I think one of the hardest parts was that it takes so long for the allergens to leave your body. When you first eliminate something, say dairy, it can take 2 to 3 weeks for it to be out of your body completely. So when you are breast feeding, you also have to add in that time to baby. 4 to 6 weeks to know if your diet is working, to know if you are making a difference or continuing to harm your child.

Suffice to say, I spent weeks bawling, hoping I was doing enough, kicking myself if I made a mistake. When it is just your allergies, who cares if you have a reaction when you knowingly put yourself at risk. That is your choice. My daughter didn’t chose to react. She didn’t chose to eat something just because she really wanted it, knowing she would have a reaction. I was making that choice for her. And because of this, I knew I had to make better decisions. I couldn’t knowingly hurt her.

After a while we also figured out she was allergic to corn and egg too. I had thought the soy allergy was difficult. I was wrong. Corn is in everything and part of everything.

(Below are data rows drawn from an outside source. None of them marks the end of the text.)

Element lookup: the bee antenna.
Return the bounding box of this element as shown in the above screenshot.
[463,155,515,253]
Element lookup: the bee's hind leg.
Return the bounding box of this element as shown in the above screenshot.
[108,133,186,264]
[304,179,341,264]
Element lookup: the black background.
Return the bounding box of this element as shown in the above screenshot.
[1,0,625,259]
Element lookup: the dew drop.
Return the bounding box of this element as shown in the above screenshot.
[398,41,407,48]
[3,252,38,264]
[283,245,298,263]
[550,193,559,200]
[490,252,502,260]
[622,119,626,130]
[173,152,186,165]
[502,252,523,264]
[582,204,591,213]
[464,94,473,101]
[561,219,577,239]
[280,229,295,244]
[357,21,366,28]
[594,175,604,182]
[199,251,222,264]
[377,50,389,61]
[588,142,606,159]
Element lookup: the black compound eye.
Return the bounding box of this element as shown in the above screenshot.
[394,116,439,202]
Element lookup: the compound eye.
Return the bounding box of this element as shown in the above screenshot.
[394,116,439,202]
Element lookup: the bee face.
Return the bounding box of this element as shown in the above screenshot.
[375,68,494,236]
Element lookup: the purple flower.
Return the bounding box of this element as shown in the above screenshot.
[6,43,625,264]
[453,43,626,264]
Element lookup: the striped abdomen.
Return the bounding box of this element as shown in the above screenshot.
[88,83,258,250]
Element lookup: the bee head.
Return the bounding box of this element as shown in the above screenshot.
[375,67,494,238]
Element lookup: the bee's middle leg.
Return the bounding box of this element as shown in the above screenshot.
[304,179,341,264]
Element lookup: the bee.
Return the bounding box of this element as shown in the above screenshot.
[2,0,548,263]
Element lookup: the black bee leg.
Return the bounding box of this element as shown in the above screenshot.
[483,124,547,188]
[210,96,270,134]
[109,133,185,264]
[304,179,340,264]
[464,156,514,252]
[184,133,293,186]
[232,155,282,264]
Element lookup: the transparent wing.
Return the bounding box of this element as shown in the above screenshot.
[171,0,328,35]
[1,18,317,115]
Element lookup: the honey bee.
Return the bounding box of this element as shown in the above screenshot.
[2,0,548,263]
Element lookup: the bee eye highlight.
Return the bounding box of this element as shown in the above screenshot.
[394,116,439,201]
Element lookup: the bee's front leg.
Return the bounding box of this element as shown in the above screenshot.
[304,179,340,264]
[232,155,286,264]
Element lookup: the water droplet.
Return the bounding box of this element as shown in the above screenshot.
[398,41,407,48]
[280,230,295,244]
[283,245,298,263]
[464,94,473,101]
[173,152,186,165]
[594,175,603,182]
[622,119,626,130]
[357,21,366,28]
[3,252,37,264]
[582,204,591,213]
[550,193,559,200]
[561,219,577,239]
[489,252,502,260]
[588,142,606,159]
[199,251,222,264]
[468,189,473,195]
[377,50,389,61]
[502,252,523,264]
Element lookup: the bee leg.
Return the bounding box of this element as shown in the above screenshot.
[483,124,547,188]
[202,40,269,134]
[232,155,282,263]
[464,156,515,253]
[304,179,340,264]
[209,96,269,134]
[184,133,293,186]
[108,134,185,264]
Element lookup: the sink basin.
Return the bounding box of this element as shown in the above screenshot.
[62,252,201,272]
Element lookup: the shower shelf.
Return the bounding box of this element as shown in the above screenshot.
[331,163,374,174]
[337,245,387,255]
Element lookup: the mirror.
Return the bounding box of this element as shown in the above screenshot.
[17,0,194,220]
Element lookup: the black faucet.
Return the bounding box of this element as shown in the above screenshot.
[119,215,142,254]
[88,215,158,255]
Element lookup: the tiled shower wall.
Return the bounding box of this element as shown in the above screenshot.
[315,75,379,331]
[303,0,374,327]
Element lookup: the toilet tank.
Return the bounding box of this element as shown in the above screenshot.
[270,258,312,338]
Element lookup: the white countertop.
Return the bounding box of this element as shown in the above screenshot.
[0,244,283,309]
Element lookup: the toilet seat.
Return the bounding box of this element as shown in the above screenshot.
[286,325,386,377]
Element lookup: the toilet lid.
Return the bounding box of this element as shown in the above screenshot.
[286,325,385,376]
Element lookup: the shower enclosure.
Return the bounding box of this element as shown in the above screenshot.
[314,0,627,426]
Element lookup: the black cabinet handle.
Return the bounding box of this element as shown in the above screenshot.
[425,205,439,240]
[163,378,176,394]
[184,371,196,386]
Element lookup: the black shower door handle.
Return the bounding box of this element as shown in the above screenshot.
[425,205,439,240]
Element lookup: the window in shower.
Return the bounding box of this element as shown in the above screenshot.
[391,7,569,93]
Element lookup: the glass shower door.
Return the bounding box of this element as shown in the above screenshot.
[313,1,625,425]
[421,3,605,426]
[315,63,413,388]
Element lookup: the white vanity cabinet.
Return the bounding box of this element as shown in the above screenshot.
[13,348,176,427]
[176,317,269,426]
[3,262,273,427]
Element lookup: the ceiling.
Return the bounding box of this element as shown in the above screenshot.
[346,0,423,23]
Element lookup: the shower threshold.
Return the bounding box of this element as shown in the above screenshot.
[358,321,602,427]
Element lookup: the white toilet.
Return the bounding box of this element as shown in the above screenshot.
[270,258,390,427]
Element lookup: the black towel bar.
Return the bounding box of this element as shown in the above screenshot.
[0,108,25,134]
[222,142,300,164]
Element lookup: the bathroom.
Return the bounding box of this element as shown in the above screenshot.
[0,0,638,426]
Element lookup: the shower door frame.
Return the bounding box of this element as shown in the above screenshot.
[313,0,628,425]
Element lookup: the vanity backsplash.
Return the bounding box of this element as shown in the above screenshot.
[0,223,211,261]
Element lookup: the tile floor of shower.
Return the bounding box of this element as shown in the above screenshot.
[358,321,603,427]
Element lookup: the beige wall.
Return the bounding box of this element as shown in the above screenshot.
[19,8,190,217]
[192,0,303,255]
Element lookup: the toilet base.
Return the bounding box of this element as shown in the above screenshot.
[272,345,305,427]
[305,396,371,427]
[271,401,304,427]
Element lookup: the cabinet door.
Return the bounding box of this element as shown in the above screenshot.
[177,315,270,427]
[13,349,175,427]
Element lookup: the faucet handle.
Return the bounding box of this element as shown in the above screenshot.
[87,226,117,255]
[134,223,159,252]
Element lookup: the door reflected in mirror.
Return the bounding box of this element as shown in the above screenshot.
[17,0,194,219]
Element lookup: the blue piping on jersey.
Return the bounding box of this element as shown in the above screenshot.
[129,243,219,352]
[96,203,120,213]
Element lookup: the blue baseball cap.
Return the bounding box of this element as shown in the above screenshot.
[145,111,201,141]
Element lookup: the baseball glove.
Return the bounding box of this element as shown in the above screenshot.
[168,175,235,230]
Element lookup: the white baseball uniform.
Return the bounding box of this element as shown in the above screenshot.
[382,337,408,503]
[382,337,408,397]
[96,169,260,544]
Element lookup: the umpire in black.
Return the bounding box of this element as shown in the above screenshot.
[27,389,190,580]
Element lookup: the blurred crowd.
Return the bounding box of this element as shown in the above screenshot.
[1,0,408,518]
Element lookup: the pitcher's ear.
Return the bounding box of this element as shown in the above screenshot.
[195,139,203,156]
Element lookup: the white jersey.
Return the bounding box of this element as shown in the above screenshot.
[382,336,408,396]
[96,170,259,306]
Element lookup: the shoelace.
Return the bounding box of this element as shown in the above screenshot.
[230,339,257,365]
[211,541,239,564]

Now, this is not everyone’s breastfeeding journey. I had it so easy at the beginning, I had an oversupply, a baby that nursed every 4 hours from the time she was born, sleeping through night from 1 month on, a dream baby. And then that changed. She started recognizing that she hurt after eating, so for several weeks she started refusing to nurse, screaming at me, crying, There were tears everywhere. I seriously questioned if I was a good mom. I must have been a monster, I was hurting my child, forcing her to nurse, making her hurt. It was pure torture.

After we got a new normal, knew what we could eat in the house, what was safe, what wasn’t, then shopping became one of my dreaded tasks. I used to love grocery shopping, what changed? I would read everything I put into the shopping cart, or really, read everything and then put it back on the shelf. There was so little I could eat. I felt like I was eating the same things, couldn’t eat out, I seriously for a time hated food. Then we got a handle on that and now I just deal with the cravings. Cravings for things I can’t eat. Popcorn, icing, the ease of ordering take out.

So, would I do it all over again? One thousand times yes. We are at 9 months going strong and I don’t know when we will stop. I love breastfeeding again. I love knowing that everything I am putting into my body is for my daughter, to keep her safe and healthy. I cherish our times together and dread being finished. Do I look forwards to the day I can have popcorn again, YES! But I can live without it, and if any of our future kids have similar problems I will go through it again, gladly, for them.

Breastfeeding isn’t easy, it isn’t simple, there is so much involved, so much commitment. But it is one of the most rewarding things that you can do.

For those that can’t breastfeed and wished they could, I completely understand. I grieved when I thought I might have to give it up. It is so important to do what is necessary for your child. For us, there wasn’t a formula that would have even worked for V, so I am happy that I was able to make the changes necessary to keep her safe and fed and healthy.

I hope that I have perhaps educated you a little, helped some moms not feel alone in such a difficult trying journey. This isn’t a breastfeeding topic that is commonly shared or known about, but it is becoming more a more prevalent. Let’s talk about our journeys. Let’s share about our parenting struggles. No judgement, no condemnation or accusations. Let’s just support each other, knowing we are all doing our best for our children.

Anyone else had a similar journey? Please share, I’d love to hear from you.